Let's get this right so we can continue on the road to recovery
By Mary Wade Triplett
More cars are out on the roads. More stores are open.
Life seems a little more normal.
But things are definitely not back to normal.
As of today, Monongalia County has 114 COVID-19 cases and that figure is still rising. Testing is expanding and the statewide numbers are going up too.
We all are hoping our lives will resume and that we can go back to our regular activities.
But as much as we want that, we are not there yet.
And if we don’t follow some simple rules, COVID-19 cases might spike and then there might be a pause, or even a retreat, on opening up the economy again.

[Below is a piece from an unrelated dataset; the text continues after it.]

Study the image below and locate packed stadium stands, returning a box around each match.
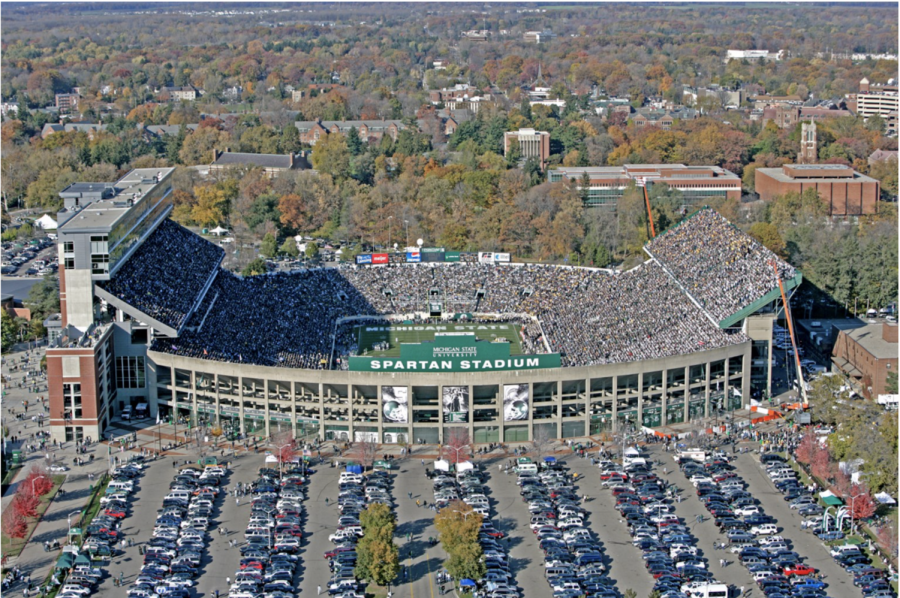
[133,208,789,369]
[646,209,797,321]
[99,219,224,330]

So why don’t we want to do this right? Why are there still people wandering the grocery stores without masks on?
The reason to do so is pretty simple: The mask an individual wears mostly protects other people. In turn, their fellow community members should mask up to help protect their neighbors. Add in social distancing of at least 6 feet, and that makes it very unlikely that one person would transmit COVID-19 to the other one.
Although when the COVID-19 pandemic began, a mask shortage prevented widespread use, the Centers for Disease Control and Prevention now recommends that anyone going out wear a face covering. By now, many groups have stepped up to create some of the cloth variety that have been distributed to members of the community. Bandannas also work and they can look pretty cool.
Kieara Paige Snyder, a ninth grader at Clay-Battelle High School, did her part by stitching about 320 masks, according to her mother, Drue. She donated the masks to Monongalia County Health Department, which is participating in the MASKS4WV program started by the West Virginia Association of Local Health Departments.